When the number of elements of the set P_NALU is equal to r–d, it indicates that the data packets in the set are continuous and the NALU is complete, which can be directly supplied to the decoder for decoding.

When the number of elements of the set P_NALU is not equal to the value of r–d, it means that not all the RTP packets of the NALU have been received. The NALU cannot be completely formed. When the packet timestamp changes, it means that the RTP packet comes from a new NALU packet. The received RTP has been used to sort the hash table, so that without considering the case of packet out of order, and when the packet timestamp changes, there may be two cases: one is that the RTP timestamps of two consecutive NALU have changed, and the other one is that one or more RTP data between two NALU may be lost, so the RTP timestamps of two discontinuous NALU have changed, as shown in Figure 2. As can be seen in the figure, the RTP packets with number D and number R belong to the ath NALU and the (n + a)th NALU. There may be $N (N \geq 0)$ NALU between the two NALU, so this kind of discontinuities may occur on one element P_n or multiple elements P_n, P_n₊₁,… (n = d, d + 1,…, r–1).

Figure 2.

RTP transmission H.264 NALU.

When the elements in the set P_NALU appear discontinuous, if the NALU is directly sent to the decoder, the image quality will have problems. In order to ensure the real-time feature and improve the image quality to a certain extent, we use a sliding window to deal with the incomplete processing NALU.
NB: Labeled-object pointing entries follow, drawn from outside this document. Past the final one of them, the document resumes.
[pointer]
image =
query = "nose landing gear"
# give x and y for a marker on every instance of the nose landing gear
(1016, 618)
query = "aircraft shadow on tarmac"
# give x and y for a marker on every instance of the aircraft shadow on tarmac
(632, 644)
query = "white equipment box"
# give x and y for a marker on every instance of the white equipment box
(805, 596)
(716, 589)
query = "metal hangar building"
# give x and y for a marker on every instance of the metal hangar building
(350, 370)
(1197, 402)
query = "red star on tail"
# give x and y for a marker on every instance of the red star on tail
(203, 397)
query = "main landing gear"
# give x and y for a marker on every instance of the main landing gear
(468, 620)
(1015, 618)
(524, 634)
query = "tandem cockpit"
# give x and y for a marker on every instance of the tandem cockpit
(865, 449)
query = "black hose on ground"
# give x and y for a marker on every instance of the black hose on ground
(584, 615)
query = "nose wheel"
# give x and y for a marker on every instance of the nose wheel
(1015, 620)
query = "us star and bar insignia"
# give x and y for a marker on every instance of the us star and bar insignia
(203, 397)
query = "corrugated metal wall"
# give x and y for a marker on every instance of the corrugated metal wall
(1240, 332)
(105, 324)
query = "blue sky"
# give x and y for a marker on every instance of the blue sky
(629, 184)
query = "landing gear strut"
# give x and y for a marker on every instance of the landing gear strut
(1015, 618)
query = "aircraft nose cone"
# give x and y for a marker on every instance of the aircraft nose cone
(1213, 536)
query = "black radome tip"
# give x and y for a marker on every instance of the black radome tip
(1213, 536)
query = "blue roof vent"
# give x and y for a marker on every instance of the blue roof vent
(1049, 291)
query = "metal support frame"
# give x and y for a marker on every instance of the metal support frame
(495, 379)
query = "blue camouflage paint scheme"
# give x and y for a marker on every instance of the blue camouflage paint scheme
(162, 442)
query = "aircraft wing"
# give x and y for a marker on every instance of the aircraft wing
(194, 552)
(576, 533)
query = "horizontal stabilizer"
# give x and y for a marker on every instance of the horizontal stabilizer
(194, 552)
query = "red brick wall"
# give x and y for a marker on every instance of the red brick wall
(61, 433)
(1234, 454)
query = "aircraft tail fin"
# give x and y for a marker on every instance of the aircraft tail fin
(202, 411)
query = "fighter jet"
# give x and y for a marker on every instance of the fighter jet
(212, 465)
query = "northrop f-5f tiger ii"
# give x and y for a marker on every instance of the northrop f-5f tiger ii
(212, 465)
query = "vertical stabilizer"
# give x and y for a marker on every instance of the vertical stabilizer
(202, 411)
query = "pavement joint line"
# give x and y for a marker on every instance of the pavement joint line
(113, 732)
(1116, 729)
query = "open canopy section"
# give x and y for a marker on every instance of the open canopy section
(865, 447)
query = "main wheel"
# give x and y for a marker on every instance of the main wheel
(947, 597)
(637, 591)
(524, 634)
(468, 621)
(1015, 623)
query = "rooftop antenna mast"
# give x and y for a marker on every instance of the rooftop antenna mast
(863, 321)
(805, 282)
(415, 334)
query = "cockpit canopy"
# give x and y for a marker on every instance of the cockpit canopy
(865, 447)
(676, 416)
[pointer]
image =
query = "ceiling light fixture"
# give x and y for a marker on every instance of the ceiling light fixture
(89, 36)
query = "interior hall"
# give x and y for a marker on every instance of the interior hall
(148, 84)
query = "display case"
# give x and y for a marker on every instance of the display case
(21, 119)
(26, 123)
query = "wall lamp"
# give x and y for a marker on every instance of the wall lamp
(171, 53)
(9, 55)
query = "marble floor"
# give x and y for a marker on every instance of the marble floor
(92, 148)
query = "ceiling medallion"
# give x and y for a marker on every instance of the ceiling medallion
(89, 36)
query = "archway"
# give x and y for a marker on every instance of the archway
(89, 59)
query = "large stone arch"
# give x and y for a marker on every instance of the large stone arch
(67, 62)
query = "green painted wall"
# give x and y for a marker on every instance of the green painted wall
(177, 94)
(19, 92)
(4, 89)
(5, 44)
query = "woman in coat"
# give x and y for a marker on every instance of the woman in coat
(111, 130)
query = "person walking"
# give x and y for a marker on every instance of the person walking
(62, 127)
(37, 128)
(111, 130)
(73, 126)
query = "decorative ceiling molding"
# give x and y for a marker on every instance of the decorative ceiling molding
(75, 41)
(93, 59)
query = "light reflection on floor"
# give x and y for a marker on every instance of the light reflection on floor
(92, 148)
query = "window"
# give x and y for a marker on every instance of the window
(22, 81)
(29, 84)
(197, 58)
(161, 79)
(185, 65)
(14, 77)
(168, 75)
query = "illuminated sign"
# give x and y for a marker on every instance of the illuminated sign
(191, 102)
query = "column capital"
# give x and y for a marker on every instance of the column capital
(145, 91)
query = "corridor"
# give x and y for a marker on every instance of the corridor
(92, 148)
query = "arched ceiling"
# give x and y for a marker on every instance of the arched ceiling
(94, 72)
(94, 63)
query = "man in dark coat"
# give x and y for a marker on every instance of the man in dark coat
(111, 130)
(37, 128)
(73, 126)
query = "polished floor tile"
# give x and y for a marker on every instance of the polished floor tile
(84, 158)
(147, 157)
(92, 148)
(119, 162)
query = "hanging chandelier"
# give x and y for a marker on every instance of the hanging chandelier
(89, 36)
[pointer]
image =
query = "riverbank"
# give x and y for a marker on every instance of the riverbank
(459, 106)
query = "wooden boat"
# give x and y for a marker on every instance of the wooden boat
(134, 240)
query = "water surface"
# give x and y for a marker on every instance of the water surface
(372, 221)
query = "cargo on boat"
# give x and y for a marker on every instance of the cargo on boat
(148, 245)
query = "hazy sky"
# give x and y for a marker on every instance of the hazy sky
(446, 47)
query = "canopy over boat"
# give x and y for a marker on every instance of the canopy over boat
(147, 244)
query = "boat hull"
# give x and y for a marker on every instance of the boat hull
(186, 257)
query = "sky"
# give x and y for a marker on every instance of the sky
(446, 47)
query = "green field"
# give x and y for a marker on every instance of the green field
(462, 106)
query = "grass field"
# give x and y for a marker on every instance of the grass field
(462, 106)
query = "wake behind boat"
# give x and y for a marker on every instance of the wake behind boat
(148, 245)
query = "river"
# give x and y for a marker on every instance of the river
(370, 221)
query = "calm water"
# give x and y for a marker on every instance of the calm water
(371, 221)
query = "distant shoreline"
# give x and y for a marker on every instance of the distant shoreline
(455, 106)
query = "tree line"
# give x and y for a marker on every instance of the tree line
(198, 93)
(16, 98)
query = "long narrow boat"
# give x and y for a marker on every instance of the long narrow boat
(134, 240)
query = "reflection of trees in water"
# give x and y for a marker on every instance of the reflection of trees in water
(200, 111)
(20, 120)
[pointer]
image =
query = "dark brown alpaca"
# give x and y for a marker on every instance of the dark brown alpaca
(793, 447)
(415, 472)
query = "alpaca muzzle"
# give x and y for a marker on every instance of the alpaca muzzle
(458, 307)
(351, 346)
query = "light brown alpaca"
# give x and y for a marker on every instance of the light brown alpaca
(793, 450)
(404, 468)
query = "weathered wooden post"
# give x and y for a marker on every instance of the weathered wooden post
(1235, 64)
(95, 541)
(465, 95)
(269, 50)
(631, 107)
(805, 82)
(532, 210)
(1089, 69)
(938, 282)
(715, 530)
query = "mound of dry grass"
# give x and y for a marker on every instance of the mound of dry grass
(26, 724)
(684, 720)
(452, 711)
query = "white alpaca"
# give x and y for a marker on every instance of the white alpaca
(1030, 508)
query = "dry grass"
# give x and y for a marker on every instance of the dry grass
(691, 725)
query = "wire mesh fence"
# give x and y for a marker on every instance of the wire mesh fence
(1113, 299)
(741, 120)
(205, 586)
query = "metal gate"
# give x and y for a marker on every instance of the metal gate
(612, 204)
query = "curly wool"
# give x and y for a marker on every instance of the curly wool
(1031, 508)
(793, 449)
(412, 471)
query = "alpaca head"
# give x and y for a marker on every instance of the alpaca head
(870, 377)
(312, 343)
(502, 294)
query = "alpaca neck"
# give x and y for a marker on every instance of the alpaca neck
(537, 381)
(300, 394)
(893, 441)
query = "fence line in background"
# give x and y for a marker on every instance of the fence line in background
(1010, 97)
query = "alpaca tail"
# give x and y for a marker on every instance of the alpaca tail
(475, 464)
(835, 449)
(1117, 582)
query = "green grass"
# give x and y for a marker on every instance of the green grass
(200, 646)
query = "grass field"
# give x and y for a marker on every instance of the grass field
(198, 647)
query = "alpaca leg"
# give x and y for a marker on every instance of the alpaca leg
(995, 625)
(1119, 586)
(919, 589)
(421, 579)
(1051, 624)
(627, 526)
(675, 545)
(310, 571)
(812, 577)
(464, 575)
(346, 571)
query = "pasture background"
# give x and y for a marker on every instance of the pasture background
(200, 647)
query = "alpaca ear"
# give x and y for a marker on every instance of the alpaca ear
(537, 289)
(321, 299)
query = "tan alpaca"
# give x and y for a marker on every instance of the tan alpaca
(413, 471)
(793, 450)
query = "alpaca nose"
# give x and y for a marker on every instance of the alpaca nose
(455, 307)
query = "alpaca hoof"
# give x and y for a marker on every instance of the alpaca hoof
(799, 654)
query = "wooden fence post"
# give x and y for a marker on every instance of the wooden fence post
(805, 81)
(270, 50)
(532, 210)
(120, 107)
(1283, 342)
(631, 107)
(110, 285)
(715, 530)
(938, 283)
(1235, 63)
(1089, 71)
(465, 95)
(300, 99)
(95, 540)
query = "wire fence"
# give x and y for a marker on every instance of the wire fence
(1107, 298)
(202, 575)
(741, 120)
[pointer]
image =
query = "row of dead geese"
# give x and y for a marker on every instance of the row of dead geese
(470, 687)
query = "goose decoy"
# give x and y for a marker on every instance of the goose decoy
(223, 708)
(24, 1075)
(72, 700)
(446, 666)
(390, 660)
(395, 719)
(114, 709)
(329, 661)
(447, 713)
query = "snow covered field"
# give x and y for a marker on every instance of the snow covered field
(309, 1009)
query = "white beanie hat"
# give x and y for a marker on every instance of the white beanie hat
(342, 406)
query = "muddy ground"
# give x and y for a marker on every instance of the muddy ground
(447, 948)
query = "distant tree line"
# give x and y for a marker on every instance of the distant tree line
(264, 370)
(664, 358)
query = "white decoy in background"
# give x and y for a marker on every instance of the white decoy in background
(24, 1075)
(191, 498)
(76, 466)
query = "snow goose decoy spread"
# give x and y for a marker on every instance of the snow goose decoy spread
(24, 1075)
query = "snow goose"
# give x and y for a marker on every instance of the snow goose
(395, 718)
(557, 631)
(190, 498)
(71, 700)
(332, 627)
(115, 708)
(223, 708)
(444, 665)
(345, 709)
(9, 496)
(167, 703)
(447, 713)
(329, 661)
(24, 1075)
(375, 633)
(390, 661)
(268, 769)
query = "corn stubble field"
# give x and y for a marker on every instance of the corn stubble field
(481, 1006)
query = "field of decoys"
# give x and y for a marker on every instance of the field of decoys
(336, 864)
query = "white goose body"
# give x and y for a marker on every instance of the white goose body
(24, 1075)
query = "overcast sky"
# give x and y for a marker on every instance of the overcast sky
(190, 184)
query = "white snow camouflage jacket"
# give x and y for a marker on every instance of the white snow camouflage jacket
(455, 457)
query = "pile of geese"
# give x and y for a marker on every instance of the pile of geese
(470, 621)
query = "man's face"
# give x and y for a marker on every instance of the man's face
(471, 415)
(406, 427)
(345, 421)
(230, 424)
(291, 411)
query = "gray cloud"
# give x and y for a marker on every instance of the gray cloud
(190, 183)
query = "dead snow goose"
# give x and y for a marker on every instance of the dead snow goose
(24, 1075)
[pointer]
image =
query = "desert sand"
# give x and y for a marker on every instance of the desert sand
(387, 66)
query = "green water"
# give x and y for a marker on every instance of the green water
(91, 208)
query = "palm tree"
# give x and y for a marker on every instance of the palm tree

The sliding window is to achieve the purpose of order correction by waiting for the packet with small serial number but late received. The sliding window has two time boundaries: the left boundary W_l and the right border W_r. The main factors that affect the size of the sliding window include the average number of I frames packed into RTP packets, video parameters, and bandwidth.

W_l can be computed by the following function. The size of the sliding window is at least slightly larger than Num, so that all RTP packets of the I frame after the out-of-order can be reached as much as possible

$W_{l} = Num + \frac{Num \times MTU}{S} \times (fps \times Num)$ (3)

where Num is a fixed value which represents Num RTP packets, MTU represents the maximum transmission unit (1500 bytes), S represents the number of video bytes received per second by the display program, and fps represents the resolution of the video.

W_r can be computed by the following function

$W_{r} = λ \times f \times Num + W_{l}$ (4)

where f × Num means ideally the number of packet received by the player end for 1 s, and λ is the configuration parameter of the program and indicates the maximum delay time adjustment factor of the player end.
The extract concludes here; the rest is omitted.